L'erg Awbari est l'endroit qui m'a le plus séduit durant ce voyage... Ce désert de sable et ses superbes lacs, qui sont autant de petits sursauts de vie, ne laissent personne indifférent. Les lacs Awbari sont des résurgences d'eaux chaudes salées issues de la nappe phréatique qui affleure ici et là. La présence de miroirs teintés par le bleu du ciel aux creux de ces blondes montagnes cambrées était magique. Dans ce désert Awbari, ces dunes sont sensuelles tant elles peuvent être girondes, gracieusement dessinées par le vent. Les couleurs qui les parcourent sont si proches des teintes d'une peau bien dorée... Ce sable chaud est si doux qu'il apporte tant de rêveries, on songe alors aux contes des milles et unes nuits (étoilés, bien entendu!). Un marché Touareg, au bord du lac Oum-el-Maa, se devait forcément de proposer à la clientèle de passage la lampe d'Aladin parmi toutes sortes d'objets en fer blanc... Hélas ! nul n'a ramené le fameux ustensile !

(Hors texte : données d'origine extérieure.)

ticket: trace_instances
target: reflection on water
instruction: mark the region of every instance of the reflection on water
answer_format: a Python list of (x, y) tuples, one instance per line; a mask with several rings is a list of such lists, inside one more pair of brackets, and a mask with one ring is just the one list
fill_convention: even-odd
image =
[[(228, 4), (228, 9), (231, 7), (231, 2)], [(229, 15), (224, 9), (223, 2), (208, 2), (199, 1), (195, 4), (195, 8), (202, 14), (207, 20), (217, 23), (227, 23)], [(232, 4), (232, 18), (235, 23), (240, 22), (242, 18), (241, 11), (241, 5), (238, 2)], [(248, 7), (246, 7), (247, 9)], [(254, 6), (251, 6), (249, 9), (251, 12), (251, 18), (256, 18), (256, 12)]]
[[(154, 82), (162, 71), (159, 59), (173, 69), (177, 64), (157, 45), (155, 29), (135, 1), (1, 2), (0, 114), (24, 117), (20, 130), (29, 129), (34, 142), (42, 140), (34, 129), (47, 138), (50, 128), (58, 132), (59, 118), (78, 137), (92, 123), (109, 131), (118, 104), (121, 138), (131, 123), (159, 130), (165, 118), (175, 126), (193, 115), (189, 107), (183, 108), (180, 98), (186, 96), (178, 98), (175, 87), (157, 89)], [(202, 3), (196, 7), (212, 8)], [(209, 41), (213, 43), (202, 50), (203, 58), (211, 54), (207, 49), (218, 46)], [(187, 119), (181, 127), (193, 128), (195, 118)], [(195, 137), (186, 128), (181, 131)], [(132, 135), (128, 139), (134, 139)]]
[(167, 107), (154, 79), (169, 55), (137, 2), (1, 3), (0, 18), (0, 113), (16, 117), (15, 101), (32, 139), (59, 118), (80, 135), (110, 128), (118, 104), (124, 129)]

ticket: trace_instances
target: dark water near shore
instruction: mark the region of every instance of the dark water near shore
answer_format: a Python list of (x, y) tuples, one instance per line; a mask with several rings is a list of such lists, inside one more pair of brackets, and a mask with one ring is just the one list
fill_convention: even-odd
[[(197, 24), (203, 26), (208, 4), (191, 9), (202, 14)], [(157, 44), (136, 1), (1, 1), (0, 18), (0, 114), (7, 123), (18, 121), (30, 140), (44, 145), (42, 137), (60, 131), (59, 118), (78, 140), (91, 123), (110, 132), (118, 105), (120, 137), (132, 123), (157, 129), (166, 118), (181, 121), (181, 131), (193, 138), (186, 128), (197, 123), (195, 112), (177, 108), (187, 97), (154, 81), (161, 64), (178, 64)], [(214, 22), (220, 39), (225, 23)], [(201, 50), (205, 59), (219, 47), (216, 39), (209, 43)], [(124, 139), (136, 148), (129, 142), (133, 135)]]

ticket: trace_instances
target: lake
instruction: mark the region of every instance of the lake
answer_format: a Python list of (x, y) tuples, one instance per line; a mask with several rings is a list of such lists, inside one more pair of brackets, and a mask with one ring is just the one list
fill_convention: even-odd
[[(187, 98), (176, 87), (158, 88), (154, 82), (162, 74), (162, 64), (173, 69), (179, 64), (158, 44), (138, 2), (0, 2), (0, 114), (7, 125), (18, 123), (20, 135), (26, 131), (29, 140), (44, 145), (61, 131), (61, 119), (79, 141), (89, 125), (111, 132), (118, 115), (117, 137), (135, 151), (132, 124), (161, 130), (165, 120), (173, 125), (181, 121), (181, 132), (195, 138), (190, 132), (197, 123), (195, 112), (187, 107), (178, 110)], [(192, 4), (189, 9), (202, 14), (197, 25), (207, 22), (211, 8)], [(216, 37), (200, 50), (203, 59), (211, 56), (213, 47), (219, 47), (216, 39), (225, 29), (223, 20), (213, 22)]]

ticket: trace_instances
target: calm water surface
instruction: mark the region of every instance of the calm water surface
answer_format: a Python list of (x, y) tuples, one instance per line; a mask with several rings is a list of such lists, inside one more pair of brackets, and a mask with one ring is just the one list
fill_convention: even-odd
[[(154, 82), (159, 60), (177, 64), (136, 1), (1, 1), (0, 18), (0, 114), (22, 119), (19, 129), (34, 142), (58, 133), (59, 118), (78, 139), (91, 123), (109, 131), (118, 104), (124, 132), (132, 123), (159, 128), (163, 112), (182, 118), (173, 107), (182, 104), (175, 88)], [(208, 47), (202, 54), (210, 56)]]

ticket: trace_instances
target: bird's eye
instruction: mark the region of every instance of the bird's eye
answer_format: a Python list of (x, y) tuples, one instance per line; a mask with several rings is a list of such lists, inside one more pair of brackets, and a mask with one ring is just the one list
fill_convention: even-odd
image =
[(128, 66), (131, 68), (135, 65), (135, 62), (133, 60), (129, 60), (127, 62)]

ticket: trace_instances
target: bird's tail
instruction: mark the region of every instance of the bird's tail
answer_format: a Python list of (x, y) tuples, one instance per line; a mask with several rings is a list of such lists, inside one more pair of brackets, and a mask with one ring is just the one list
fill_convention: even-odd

Nous avions passés plusieurs jours à rouler à travers le Sahara. Et là devant ces lacs, nous ressentions alors un peu la même chose qu'un marin découvrant un archipel après avoir longuement errer en mer. Un sentiment de plénitude nous submergeait alors que nous nous adossions à un palmier-dattiers afin de se délecter de ses fruits sucrés : nous venions de goûter au paradis! Nous sommes partis en quête d'étoiles et finalement nous avons surtout fait connaissance avec notre planète. Nous avions exploré une infime partie du plus grand des déserts, une des innombrables facettes de ce monde qu'est la Terre. Mais alors qu'il est si simple de résumer le Sahara à du sable et des cailloux, ce n'est qu'en allant à sa rencontre que l'on peut mesurer la richesse d'un tel lieu. Il fut un temps, c'était un océan. Ce dernier à disparu mais il a laissé ses fossiles, des minéraux aux formes si étranges et ses paysages grandioses... N'avions-nous pas finalement été un peu sur Mars, autre endroit jadis parcouru par l'eau ?! En fin de compte, en guise d'astronomie, nous sommes partis visiter un autre monde, le notre.